Kuronue paused. He then laughed, letting his hand relax at his side. "If I'd come here to kill you or be killed by you, that would have been done already."

Another laugh, this one cold. "You couldn't do it."

"Could you?" Kuronue asked. "Could you really kill me?"

There was only a second's pause, but it was telling. Almost as telling as the answer that followed. Very softly, Kurama said, "Yes."

Kuronue's face revealed surprise. "You really do mean that."

"Yes, I do," Kurama replied, still softly.

"This is the end, then?" Kuronue asked.

"Well past, Kuronue. You lived and you did not let me know. You could have found me. You knew where I was. And you didn't." The pain behind the words didn't leak into his voice. The only tell was the slight tremor in his hands, amplified by the whip at his side.

Kuronue put his hand on his hip, the other still holding up the umbrella. The still-falling rain kept the tremor from his notice. "Would you have had a failure back, Kurama? I know what you did to Yomi."

"Yomi openly defied me, Kuronue. You didn't. You saved my life."

"After I endangered it for this," he spat out, reaching into his pocket and withdrawing his pendant. "I still haven't repaired the chain," he said bitterly.

Kurama laughed, short and brittle. "And why not?"

"I thought you dead," Kuronue replied as he shoved the pendant back in his pocket. "Stupid sentimentality."

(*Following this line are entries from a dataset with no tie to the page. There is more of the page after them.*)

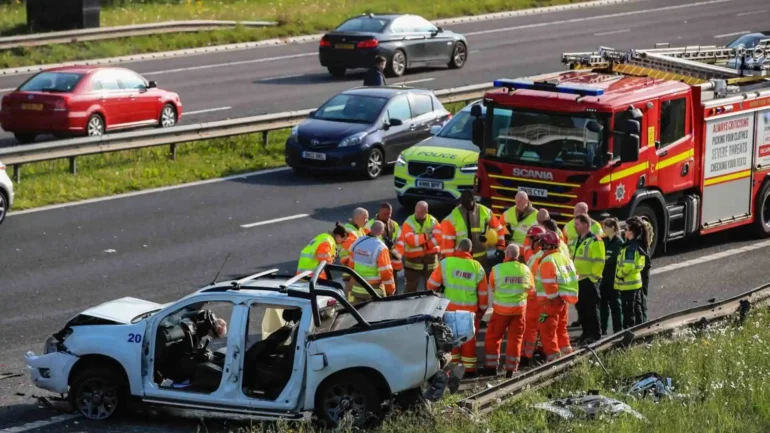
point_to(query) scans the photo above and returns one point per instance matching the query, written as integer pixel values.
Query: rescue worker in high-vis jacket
(465, 285)
(556, 285)
(390, 236)
(356, 228)
(628, 274)
(370, 258)
(510, 282)
(587, 253)
(534, 308)
(518, 219)
(323, 248)
(471, 220)
(420, 246)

Kurama merely snorted. 'Stupid sentimentality' had almost killed him. "What do you really want, Kuronue?" he asked.

"To forget, to move on." A bitter laugh filled Kuronue's throat. "I was at the temple to pay my last respects to you so that I could move on, Kurama."

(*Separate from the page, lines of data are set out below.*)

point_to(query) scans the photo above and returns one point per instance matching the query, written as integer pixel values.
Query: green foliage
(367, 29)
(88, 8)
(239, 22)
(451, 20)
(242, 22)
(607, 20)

"So sorry to inconvenience you by still being alive," Kurama said bitterly.

"Are you intending to press a claim that means so little to you?" Kuronue demanded.

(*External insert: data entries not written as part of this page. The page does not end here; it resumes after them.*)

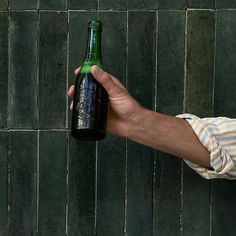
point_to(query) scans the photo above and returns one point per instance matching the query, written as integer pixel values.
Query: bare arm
(127, 118)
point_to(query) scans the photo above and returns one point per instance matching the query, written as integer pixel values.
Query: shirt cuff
(220, 160)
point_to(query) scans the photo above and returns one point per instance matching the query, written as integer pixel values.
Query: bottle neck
(93, 51)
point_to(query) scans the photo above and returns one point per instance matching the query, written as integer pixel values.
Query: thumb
(106, 81)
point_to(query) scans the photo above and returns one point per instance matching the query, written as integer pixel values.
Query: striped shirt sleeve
(218, 135)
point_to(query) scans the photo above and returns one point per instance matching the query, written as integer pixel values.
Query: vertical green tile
(223, 207)
(23, 177)
(140, 171)
(52, 69)
(78, 33)
(114, 42)
(114, 5)
(111, 186)
(81, 191)
(142, 4)
(52, 4)
(200, 62)
(202, 4)
(170, 58)
(142, 56)
(4, 183)
(52, 183)
(111, 151)
(3, 69)
(3, 5)
(224, 192)
(23, 4)
(198, 101)
(23, 78)
(141, 79)
(171, 4)
(170, 74)
(225, 69)
(225, 4)
(82, 4)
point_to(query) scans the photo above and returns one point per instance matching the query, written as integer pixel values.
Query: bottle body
(89, 113)
(89, 109)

Kurama drew his energy out of the whip, returning it to a seed. "I never claimed you," he said, his voice bitterly cold. "You were with me by your choice, not by my force."

The pain was obvious in Kuronue's face. "Fine, then. It seems we have wasted our time in meeting like this."

"So it would seem," Kurama agreed coldly, angry at himself for wasting so much energy being concerned, being worried.

A laugh that sounded as if it were trying to mask that pain filled the space between them. "I'll be on my way, then. Farewell, Kurama."

"Good-bye, Kuronue." His voice was even, level, unemotional. He would be proud of himself later. After he constructed another memorial. He wouldn't forget, but he couldn't remember. It was the way he was.

Kuronue left, taking to the sky, leaving the human umbrella to fall to the ground.

Even though he was soaked through to the skin, Kurama picked it up. He walked to just behind the temple, a place sheltered but rarely visited by anyone. Here, he buried the umbrella, scribing over its resting place Kuronue's name in the language of the Makai. He prayed, not in the prescribed manner of worshipers at the front of the temple, but in the older, more naturalistic method of addressing his kami as if Inari were before him.

"I am a thief. I am a liar. I have done many things that fill me with guilt and regret. I do not regret freeing him, only the pain that it caused, that I caused." He let his head hang a moment. "I suppose that you have your reasons, whatever they are."

"So, this is where you were hiding," a surly voice behind him broke the silence.

Kurama turned with a smile. "Yes, this is where I've been hiding." He stood, joining his companion. "Shall we leave?"

"We have a job," he said flatly, walking away from the temple.

"A job? It's been quite a while since we've had a job," Kurama said, his voice still pleasant.

No further answers were forthcoming. Kurama didn't really expect any. He just fell into step. There would be time later.